Ideally we'd use CO-RE (Compile Once, Run Everywhere) to resolve offsets at load time from the target kernel's BTF. Aya's loader fully supports CO-RE relocations, but aya-ebpf (the BPF-side Rust SDK) can't emit them because rustc doesn't expose LLVM's __builtin_preserve_access_index intrinsic. This is tracked at aya-rs/aya#349.
htop was the inspiration for this project. It's too resource heavy! bpftop is much faster — see the benchmarks below
psc was also an inspiration for this project.

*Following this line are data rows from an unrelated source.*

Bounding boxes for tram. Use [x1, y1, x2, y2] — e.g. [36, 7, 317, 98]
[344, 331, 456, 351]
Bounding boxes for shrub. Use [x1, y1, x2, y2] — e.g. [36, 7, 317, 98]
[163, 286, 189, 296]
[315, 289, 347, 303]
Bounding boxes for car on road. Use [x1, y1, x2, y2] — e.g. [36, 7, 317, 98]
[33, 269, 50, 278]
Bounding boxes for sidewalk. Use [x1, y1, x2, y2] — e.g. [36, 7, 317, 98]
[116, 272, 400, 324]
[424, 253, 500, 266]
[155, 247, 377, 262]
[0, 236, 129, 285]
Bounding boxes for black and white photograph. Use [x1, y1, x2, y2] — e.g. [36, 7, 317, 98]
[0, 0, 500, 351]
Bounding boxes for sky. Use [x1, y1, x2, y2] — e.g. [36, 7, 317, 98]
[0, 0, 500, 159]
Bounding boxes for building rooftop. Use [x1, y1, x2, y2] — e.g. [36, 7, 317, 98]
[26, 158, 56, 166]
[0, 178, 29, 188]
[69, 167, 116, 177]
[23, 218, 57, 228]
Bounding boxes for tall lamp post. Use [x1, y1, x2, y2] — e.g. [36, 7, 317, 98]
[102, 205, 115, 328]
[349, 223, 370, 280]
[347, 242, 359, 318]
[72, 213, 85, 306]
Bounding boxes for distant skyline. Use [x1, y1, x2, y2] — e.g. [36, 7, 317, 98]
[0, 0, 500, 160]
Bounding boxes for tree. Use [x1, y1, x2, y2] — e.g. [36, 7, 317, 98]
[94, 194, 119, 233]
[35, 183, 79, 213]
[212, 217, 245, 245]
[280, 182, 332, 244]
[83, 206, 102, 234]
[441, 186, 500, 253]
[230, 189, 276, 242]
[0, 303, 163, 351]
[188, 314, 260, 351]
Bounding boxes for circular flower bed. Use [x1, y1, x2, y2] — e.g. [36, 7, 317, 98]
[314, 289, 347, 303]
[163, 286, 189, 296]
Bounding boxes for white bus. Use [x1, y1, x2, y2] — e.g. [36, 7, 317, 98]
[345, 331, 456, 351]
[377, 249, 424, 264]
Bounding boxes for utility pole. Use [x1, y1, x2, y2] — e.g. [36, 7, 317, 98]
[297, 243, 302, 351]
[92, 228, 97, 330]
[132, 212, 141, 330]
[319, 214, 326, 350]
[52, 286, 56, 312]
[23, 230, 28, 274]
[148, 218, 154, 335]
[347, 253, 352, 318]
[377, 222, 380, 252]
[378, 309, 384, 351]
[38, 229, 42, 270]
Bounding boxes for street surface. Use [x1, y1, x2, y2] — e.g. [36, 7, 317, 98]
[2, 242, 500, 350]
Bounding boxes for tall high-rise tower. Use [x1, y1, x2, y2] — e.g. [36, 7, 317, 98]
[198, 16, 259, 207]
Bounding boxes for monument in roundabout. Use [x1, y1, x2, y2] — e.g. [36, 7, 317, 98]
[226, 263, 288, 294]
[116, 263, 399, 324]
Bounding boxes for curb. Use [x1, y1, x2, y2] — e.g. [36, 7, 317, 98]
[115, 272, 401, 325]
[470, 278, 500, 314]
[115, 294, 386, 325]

I didn't realize bpf was this far along until I saw that project.
bpftop uses a BPF task iterator to walk the kernel's task list in a single pass, plus 4 constant /proc reads for system-wide stats (/proc/stat, /proc/meminfo, /proc/loadavg, /proc/uptime). htop opens and reads ~4 files per process per refresh (/proc/PID/stat, status, cmdline, cgroup), so its syscall count grows linearly with process count.

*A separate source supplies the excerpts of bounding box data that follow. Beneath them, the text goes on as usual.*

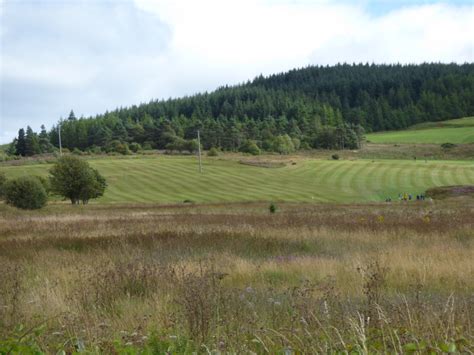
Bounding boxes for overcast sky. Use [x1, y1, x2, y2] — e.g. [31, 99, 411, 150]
[0, 0, 474, 144]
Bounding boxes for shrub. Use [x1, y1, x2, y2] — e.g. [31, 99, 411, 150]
[441, 143, 456, 149]
[268, 202, 276, 213]
[128, 142, 142, 153]
[207, 147, 219, 157]
[272, 134, 295, 154]
[3, 176, 48, 210]
[142, 141, 153, 150]
[50, 156, 107, 204]
[0, 172, 7, 200]
[105, 140, 130, 155]
[239, 140, 260, 155]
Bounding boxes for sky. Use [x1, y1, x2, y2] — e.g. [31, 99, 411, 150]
[0, 0, 474, 144]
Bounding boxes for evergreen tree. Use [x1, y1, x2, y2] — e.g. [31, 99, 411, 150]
[16, 128, 26, 156]
[25, 126, 40, 157]
[67, 110, 77, 121]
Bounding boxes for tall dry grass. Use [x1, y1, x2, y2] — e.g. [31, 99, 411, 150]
[0, 202, 474, 353]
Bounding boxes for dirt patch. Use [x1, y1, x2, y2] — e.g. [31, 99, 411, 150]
[426, 185, 474, 200]
[239, 160, 286, 168]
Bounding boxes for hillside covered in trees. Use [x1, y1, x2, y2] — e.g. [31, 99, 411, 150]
[9, 63, 474, 155]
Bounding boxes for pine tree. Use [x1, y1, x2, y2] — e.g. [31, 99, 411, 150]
[25, 126, 40, 157]
[16, 128, 26, 157]
[67, 110, 77, 121]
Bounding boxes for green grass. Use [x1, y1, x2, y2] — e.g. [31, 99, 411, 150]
[367, 117, 474, 144]
[0, 156, 474, 203]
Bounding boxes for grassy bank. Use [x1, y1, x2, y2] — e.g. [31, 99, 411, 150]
[0, 201, 474, 353]
[1, 155, 474, 203]
[367, 117, 474, 144]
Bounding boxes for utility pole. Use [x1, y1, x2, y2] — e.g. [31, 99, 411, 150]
[198, 130, 202, 173]
[58, 121, 63, 156]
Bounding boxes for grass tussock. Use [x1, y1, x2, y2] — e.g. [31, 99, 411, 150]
[0, 201, 474, 353]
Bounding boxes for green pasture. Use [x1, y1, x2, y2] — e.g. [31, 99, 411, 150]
[367, 117, 474, 144]
[0, 156, 474, 203]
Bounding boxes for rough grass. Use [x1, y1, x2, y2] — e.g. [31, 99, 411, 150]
[0, 201, 474, 353]
[1, 155, 474, 203]
[367, 117, 474, 144]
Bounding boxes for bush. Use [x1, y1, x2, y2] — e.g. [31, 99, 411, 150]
[207, 147, 219, 157]
[441, 143, 456, 149]
[239, 140, 260, 155]
[142, 141, 153, 150]
[0, 172, 7, 200]
[128, 142, 142, 153]
[50, 156, 107, 204]
[272, 134, 295, 154]
[268, 202, 276, 213]
[3, 176, 48, 210]
[105, 140, 130, 155]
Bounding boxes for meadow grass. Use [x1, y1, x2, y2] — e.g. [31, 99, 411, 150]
[366, 117, 474, 144]
[0, 199, 474, 353]
[0, 155, 474, 204]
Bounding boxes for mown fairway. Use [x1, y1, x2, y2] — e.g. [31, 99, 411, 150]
[1, 156, 474, 203]
[367, 117, 474, 144]
[0, 200, 474, 354]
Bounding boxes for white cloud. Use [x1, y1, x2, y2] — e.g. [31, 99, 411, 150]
[0, 0, 474, 142]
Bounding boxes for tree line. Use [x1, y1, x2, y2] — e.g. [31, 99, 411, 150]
[5, 63, 474, 155]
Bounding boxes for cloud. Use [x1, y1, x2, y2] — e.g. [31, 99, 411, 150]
[0, 0, 474, 143]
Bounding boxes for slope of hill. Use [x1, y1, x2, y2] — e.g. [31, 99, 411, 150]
[366, 117, 474, 144]
[8, 63, 474, 155]
[2, 156, 474, 203]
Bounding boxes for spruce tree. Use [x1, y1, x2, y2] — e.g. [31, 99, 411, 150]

Syscall scaling — At each process count (100–10,000), dummy sleep processes are spawned and both tools are run under strace -f -c to count total syscalls. htop scales linearly; bpftop stays flat.
Collection time — Each tool is benchmarked with hyperfine at each scale point. bpftop runs bench --iterations 1 --warmup 0 (one BPF iterator walk + 4 /proc reads). htop runs htop -d 1 -n 5 under script for a pseudo-tty. Shaded bands show stddev.
Syscall breakdown at N=5000 — Per-syscall counts from strace -f -c showing htop dominated by read/openat/close (per-PID /proc scraping) while bpftop's counts are near zero on the log scale.
# Build the bench binary
cargo build --release --bin bench
# Enter the devshell (provides hyperfine, strace, htop, matplotlib)
nix develop
# Run benchmarks (needs root for BPF)
sudo bash bench/run.sh
# Generate graphs
python3 bench/plot.pySee bench/ for the full methodology. Timing uses hyperfine for statistically rigorous measurements. Syscall counts use strace -c.